Marx’ Ideen entfalteten ihre größte Wirksamkeit erst nach seinem Tode. Viele sozialistische und alle kommunistischen Parteien nahmen seine Gedanken in ihren Programmen auf. Auch die sozialwissenschaftliche Denkweise wurde durch Marx beeinflusst.

Bezüge zur Kriminologie

Bedingungen für Kriminalität

Im 19. Jahrhundert formt sich seine Gesellschaftstheorie, die für die Entwicklung der Kriminalsoziologie genutzt wurde. Die Gesellschaftstheorie hat ihren Ursprung in den Beobachtungen der Ereignisse um die industrielle Revolution und der Verelendung der Massen. 1848 stellen Marx und Engels im Kommunistischen Manifest (1848) die ökonomischen Merkmale einer kapitalistischen Gesellschaft dar. Kriminalität entsteht letztendlich aus dem Konflikt zwischen den Eigentümern von Produktionsmitteln (Bourgeoisie) und dem Proletariat. Dabei tragen die entwürdigenden Arbeits – und Lebensbedingungen der nicht-besitzenden Klasse zur Förderung von Kriminalität bei.

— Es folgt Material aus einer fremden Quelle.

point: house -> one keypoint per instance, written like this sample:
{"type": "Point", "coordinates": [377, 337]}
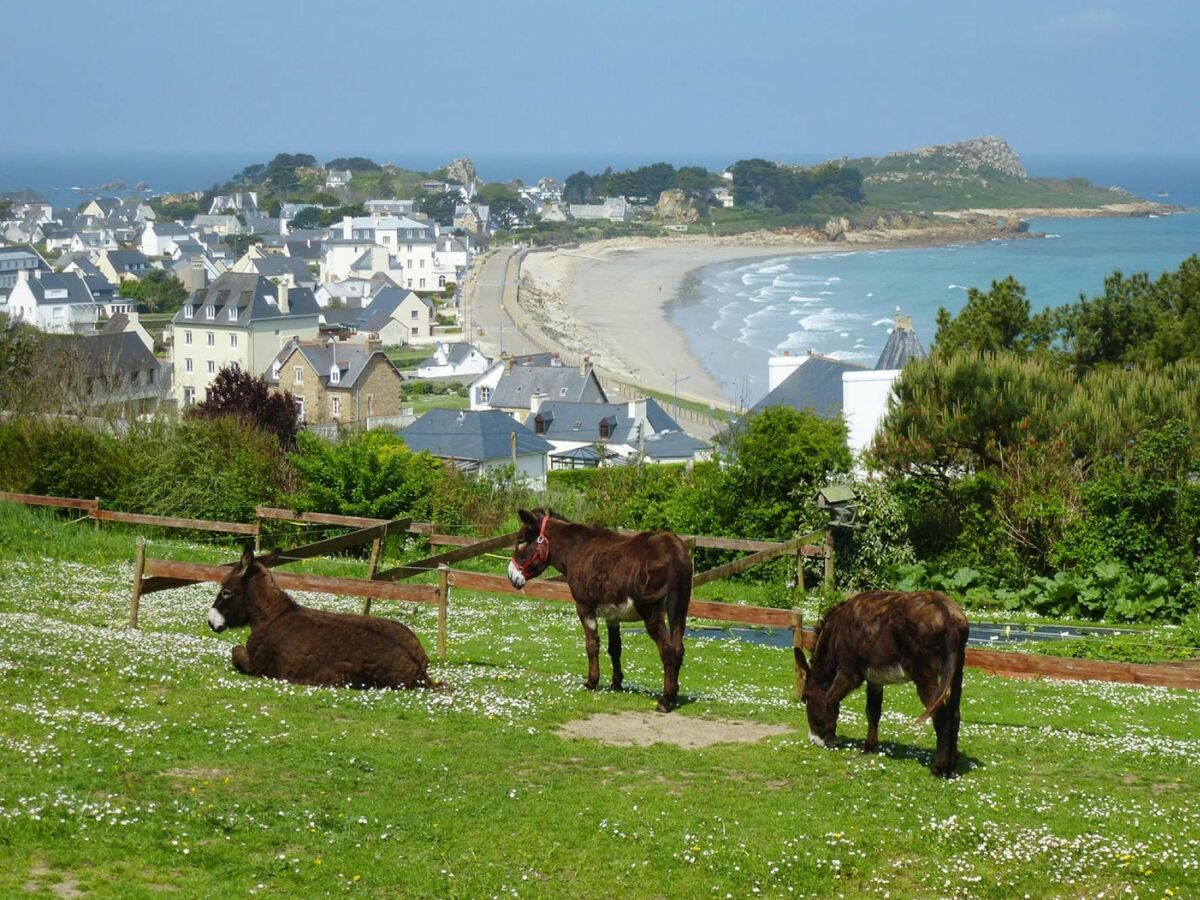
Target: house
{"type": "Point", "coordinates": [613, 209]}
{"type": "Point", "coordinates": [118, 265]}
{"type": "Point", "coordinates": [240, 317]}
{"type": "Point", "coordinates": [617, 431]}
{"type": "Point", "coordinates": [865, 395]}
{"type": "Point", "coordinates": [453, 360]}
{"type": "Point", "coordinates": [337, 383]}
{"type": "Point", "coordinates": [55, 303]}
{"type": "Point", "coordinates": [16, 259]}
{"type": "Point", "coordinates": [522, 388]}
{"type": "Point", "coordinates": [480, 442]}
{"type": "Point", "coordinates": [113, 370]}
{"type": "Point", "coordinates": [239, 202]}
{"type": "Point", "coordinates": [157, 238]}
{"type": "Point", "coordinates": [397, 317]}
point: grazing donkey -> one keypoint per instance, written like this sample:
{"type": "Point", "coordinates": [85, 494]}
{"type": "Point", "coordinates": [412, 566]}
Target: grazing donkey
{"type": "Point", "coordinates": [297, 643]}
{"type": "Point", "coordinates": [616, 577]}
{"type": "Point", "coordinates": [888, 637]}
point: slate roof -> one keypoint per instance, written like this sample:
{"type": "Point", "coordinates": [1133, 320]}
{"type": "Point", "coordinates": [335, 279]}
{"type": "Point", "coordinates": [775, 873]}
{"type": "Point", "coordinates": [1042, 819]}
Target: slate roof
{"type": "Point", "coordinates": [815, 384]}
{"type": "Point", "coordinates": [352, 360]}
{"type": "Point", "coordinates": [253, 297]}
{"type": "Point", "coordinates": [581, 421]}
{"type": "Point", "coordinates": [467, 435]}
{"type": "Point", "coordinates": [903, 346]}
{"type": "Point", "coordinates": [557, 383]}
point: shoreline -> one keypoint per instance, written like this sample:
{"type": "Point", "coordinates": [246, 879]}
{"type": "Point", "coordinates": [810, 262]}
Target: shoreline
{"type": "Point", "coordinates": [611, 299]}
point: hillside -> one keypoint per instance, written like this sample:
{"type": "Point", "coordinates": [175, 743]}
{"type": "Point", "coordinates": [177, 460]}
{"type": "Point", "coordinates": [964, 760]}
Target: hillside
{"type": "Point", "coordinates": [971, 174]}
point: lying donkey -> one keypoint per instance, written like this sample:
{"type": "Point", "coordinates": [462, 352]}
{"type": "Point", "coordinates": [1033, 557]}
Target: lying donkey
{"type": "Point", "coordinates": [888, 637]}
{"type": "Point", "coordinates": [297, 643]}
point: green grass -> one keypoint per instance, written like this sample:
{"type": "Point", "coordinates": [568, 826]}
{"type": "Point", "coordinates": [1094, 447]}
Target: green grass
{"type": "Point", "coordinates": [133, 763]}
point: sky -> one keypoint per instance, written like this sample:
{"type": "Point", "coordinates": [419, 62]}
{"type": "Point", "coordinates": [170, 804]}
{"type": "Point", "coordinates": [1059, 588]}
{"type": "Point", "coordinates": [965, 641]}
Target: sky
{"type": "Point", "coordinates": [792, 81]}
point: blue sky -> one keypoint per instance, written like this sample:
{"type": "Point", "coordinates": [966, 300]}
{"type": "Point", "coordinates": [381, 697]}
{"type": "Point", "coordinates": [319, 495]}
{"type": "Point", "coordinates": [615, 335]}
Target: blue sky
{"type": "Point", "coordinates": [778, 79]}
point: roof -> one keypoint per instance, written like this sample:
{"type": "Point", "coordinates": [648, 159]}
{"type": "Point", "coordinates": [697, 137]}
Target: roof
{"type": "Point", "coordinates": [556, 383]}
{"type": "Point", "coordinates": [903, 346]}
{"type": "Point", "coordinates": [815, 384]}
{"type": "Point", "coordinates": [251, 294]}
{"type": "Point", "coordinates": [468, 435]}
{"type": "Point", "coordinates": [351, 359]}
{"type": "Point", "coordinates": [581, 421]}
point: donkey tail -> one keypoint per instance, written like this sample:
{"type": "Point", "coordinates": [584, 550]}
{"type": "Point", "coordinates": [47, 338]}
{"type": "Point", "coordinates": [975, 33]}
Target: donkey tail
{"type": "Point", "coordinates": [952, 661]}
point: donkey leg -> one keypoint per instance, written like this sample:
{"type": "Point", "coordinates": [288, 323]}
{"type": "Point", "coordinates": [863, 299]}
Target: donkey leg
{"type": "Point", "coordinates": [618, 676]}
{"type": "Point", "coordinates": [874, 711]}
{"type": "Point", "coordinates": [657, 629]}
{"type": "Point", "coordinates": [241, 659]}
{"type": "Point", "coordinates": [592, 641]}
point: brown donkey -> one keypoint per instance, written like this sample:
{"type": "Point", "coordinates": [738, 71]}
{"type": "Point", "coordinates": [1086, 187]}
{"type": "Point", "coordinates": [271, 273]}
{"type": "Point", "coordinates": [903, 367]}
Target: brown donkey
{"type": "Point", "coordinates": [616, 577]}
{"type": "Point", "coordinates": [297, 643]}
{"type": "Point", "coordinates": [889, 637]}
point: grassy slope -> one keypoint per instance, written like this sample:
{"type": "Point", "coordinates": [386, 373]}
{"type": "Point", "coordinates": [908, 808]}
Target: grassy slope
{"type": "Point", "coordinates": [132, 762]}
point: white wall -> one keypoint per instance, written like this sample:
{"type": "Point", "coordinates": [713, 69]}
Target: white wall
{"type": "Point", "coordinates": [864, 402]}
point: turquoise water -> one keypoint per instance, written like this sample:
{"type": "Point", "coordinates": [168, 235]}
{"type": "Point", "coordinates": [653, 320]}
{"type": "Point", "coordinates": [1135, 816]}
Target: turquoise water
{"type": "Point", "coordinates": [843, 304]}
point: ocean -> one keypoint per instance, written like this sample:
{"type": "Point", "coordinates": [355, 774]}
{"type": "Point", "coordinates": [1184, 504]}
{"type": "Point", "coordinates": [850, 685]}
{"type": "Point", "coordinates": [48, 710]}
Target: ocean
{"type": "Point", "coordinates": [737, 315]}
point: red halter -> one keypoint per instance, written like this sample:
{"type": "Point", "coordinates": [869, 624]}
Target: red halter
{"type": "Point", "coordinates": [540, 552]}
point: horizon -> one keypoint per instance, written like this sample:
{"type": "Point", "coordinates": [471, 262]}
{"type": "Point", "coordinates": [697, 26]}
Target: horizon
{"type": "Point", "coordinates": [791, 84]}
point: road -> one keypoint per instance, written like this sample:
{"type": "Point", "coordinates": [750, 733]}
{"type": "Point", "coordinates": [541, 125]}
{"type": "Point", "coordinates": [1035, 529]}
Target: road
{"type": "Point", "coordinates": [487, 323]}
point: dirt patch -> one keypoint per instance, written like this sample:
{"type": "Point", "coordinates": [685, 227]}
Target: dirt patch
{"type": "Point", "coordinates": [647, 729]}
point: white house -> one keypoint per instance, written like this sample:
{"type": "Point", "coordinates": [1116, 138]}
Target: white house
{"type": "Point", "coordinates": [58, 303]}
{"type": "Point", "coordinates": [456, 360]}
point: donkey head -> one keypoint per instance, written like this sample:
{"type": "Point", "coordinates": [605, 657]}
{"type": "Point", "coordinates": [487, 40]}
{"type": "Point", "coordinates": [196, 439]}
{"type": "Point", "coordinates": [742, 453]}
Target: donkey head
{"type": "Point", "coordinates": [532, 553]}
{"type": "Point", "coordinates": [822, 714]}
{"type": "Point", "coordinates": [232, 606]}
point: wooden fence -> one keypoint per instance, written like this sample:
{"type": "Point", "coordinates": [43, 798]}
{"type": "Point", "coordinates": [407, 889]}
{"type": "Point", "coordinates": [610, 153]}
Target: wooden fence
{"type": "Point", "coordinates": [153, 575]}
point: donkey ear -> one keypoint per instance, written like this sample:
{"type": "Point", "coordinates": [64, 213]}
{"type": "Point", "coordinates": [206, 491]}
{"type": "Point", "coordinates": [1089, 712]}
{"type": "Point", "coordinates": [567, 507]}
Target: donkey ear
{"type": "Point", "coordinates": [247, 559]}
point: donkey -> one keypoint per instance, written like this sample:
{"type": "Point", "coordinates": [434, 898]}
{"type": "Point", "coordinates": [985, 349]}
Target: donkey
{"type": "Point", "coordinates": [297, 643]}
{"type": "Point", "coordinates": [889, 637]}
{"type": "Point", "coordinates": [617, 577]}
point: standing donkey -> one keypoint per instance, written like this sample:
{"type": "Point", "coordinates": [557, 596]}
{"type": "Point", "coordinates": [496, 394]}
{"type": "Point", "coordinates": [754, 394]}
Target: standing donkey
{"type": "Point", "coordinates": [616, 577]}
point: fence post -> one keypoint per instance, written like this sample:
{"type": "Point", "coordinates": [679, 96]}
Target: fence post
{"type": "Point", "coordinates": [376, 549]}
{"type": "Point", "coordinates": [443, 609]}
{"type": "Point", "coordinates": [139, 564]}
{"type": "Point", "coordinates": [798, 645]}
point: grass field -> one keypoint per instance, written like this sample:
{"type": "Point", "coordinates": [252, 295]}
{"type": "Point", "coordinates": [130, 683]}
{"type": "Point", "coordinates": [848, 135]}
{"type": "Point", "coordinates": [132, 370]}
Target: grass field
{"type": "Point", "coordinates": [139, 762]}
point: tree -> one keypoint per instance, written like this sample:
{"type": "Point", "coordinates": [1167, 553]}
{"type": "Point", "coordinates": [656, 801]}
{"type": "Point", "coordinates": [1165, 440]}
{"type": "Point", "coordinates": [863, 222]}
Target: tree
{"type": "Point", "coordinates": [237, 393]}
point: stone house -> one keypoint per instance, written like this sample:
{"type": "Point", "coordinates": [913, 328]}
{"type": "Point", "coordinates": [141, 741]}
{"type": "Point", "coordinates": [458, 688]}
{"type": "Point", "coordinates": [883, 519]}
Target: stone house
{"type": "Point", "coordinates": [337, 383]}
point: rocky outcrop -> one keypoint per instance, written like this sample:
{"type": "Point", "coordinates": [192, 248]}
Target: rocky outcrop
{"type": "Point", "coordinates": [677, 207]}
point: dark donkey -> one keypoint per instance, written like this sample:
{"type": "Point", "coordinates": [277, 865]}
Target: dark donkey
{"type": "Point", "coordinates": [616, 577]}
{"type": "Point", "coordinates": [297, 643]}
{"type": "Point", "coordinates": [889, 637]}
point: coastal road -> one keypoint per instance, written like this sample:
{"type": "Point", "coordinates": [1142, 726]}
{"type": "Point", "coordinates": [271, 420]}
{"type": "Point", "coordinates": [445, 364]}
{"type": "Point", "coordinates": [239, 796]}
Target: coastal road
{"type": "Point", "coordinates": [487, 323]}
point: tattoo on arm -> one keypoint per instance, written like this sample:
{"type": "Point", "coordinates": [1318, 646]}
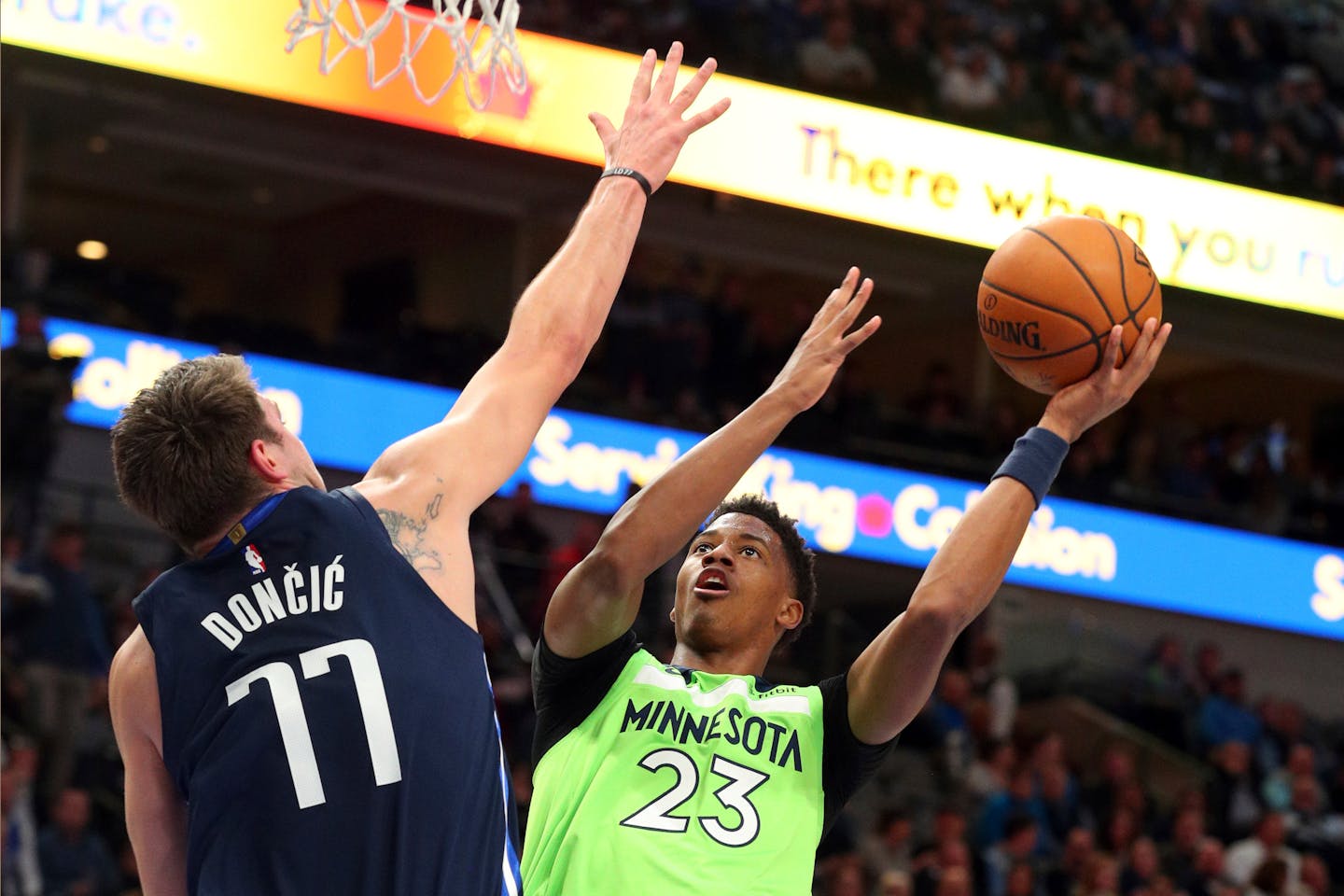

There must be something rotten in the very core of a social system which increases in wealth without diminishing its misery, and increases in crime even more rapidly than in number ( Marx/Engels[1859] 1972:92)

In einem solchen „verdorbenen“ Gemeinwesen bietet kriminelles Handeln den Ausgebeuteten und Benachteiligten eine Möglichkeit, ihren inferioren Status zu artikulieren. (Eifler, 2002:19) Für Engels sind die unwürdigen Lebensbedingungen die wesentlichen sozialen Bedingungen, die die Kriminalität fördern. (Engels[1849] 1950)

Marx hat darüber hinaus eine Gegenüberstellung von Bevölkerungszahlen, Verbrechen und Armut angefertigt und dabei festgestellt, dass trotz wirtschaftlichem Aufschwungs die Verbrechen rascher angewachsen sind als die Bevölkerung, während der Pauperismus von 1849 bis 1858 beinahe konstant blieb.. (MEW 491,492) Er folgert daraus: Es muss doch etwas faul sein im innersten eines Gesellschaftssystems, das seinen Reichtum vermehrt, ohne sein Elend zu verringern, und in dem die Verbrechen rascher zunehmen als seine Bevölkerungszahl. (ebd.)

Marx und Strafe

  • Zweck der Strafe

An mehreren Stellen wird deutlich, dass für Marx die Strafe ihre Legitimation aus der Straftat selbst bezieht. Sie soll die Schuld des Täters ausgleichen und Gerechtigkeit wieder herstellen. Wichtig für ihn ist, dass richterliche Willkür ausgeschlossen ist.

Einige Beispiele finden sich in Die deutsche Ideologie. Er ( der Band ) enthält bedeutsame Äußerungen, nicht nur an den paar Stellen, die üblicherweise zur Praxis des Marxschen Arbeitens und Denkens zitiert werden. Kaum je wieder hat er sich so unbekümmert und geradezu hemmungslos ausgesprochen; (Friedenthal 1981, 272)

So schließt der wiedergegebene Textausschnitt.